Bristol Motor Speedway History
Address: 151 Speedway BlvdBristol, TN 37620
Bristol Motor Speedway
Bristol Motor Speedway is the biggest little track in racing.
There are nearly 170,000 seats around the .533-mile concrete marvel these days, but getting a ticket to see a NASCAR Nextel Cup race there is one of the most difficult things for any sports fan to accomplish.
Race cars go as much as 60 mph faster at other tracks than they do at Bristol Motor Speedway, but there’s not a driver in the sport who won’t tell you the sense of speed during a 15-second lap at Bristol is as great as is at any track in the sport.
Contradictions abound when you’re talking about Bristol Motor Speedway, but there’s one thing that’s absolutely certain.

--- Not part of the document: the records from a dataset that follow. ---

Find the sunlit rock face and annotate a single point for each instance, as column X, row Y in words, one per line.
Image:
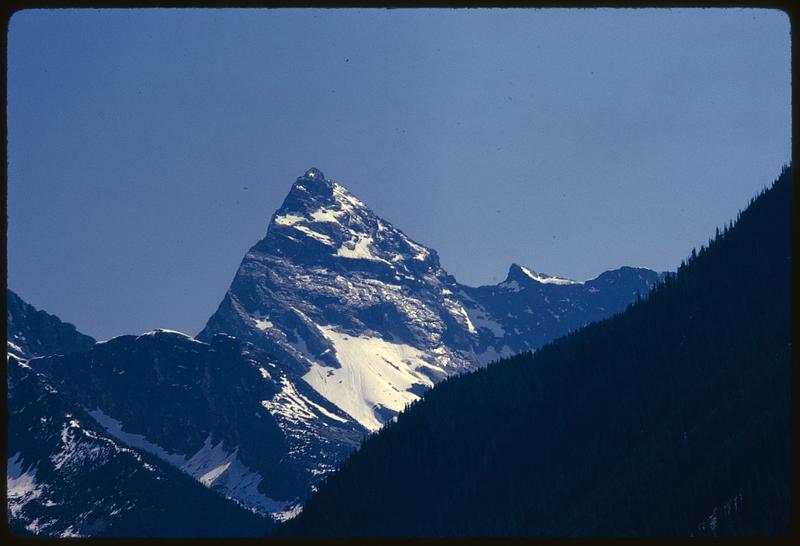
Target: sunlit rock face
column 348, row 305
column 356, row 312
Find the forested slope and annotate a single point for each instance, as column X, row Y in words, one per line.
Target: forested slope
column 671, row 418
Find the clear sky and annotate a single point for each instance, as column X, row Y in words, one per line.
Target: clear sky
column 149, row 148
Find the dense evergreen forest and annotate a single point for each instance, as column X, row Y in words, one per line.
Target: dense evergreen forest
column 669, row 419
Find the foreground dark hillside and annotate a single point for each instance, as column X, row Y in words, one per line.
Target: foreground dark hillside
column 672, row 418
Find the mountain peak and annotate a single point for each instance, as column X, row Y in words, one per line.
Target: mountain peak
column 314, row 173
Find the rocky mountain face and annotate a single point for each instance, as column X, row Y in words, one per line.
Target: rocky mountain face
column 672, row 418
column 67, row 477
column 334, row 322
column 70, row 472
column 36, row 333
column 351, row 307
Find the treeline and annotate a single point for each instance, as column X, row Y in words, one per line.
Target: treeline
column 669, row 419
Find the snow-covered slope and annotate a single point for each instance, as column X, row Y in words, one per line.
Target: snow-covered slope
column 348, row 305
column 334, row 322
column 67, row 476
column 354, row 311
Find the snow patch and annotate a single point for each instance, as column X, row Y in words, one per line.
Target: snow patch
column 374, row 374
column 546, row 279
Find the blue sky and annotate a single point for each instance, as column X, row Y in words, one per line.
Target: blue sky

When it comes to excitement, there’s no other place like it.
Put 43 cars in a bowl, add the intensity of thousands of excited fans and mix at high - extremely high - speeds. That’s the recipe for a day, or night, of racing at Bristol.
NASCAR fans look forward all year to the August night race at Bristol Motor Speedway. How tough of a ticket is the Sharpie 500? The waiting list grew so long that the track finally just stopped adding names to it.
But the fans who are lucky enough to get tickets are rarely disappointed by the action they see on a track that started as a smaller-scale copy what was then called Lowe’s Motor Speedway.
Larry Carrier and Carl Moore were at the first race at what is now Lowe’s Motor Speedway in 1960, and they decided to bring racing to northeast Tennessee. By July 1961, a track had been built about five miles down the road from the site they originally picked in a place called Piney Flats. Instead of Piney Flats International Speedway, the first NASCAR race was held at Bristol International Speedway.
That track was a half-mile of asphalt with 22-degree banking in its turns. There were 18,000 seats. Forty-two cars started that first race in 1961 and only 19 finished. And the driver who took the checkered flag first was not the driver who’d started in that car! Jack Smith drove the first 290 laps of the Volunteer 500, but Johnny Allen took over as a relief driver and finished it up.
Bristol Motor Speedway’s turns were banked an intimidating 36 degrees in 1969 and it was re-measured to its current distance of .533 miles. The lights went up in 1978, and that August the track played host to the night race that has now become one of NASCAR’s signature events.
Bristol Motor Speedway became the first track with an all-concrete surface in 1992. Four years later, it was sold to Bruton Smith and Speedway Motorsports Inc.
At that point, there were about 71,000 tickets available for a race at what was then renamed Bristol Motor Speedway. But by the August race in 1996, 15,000 seats had been added and more - much more - were on the way.
No words can prepare a race fan for what now awaits as he or she walks into Bristol Motor Speedway for the first time. Major additions named for some of the sport’s greatest drivers - Alan Kulwicki, Dale Earnhardt and 12-time race-winner Darrell Waltrip - now completely surround the concrete oval with double- and triple-decked seating.
With the more than 150 luxury suites included, Bristol Motor Speedway’s capacity now approaches 170,000.
Every ticket is sold for every Cup race. And nobody goes home disappointed.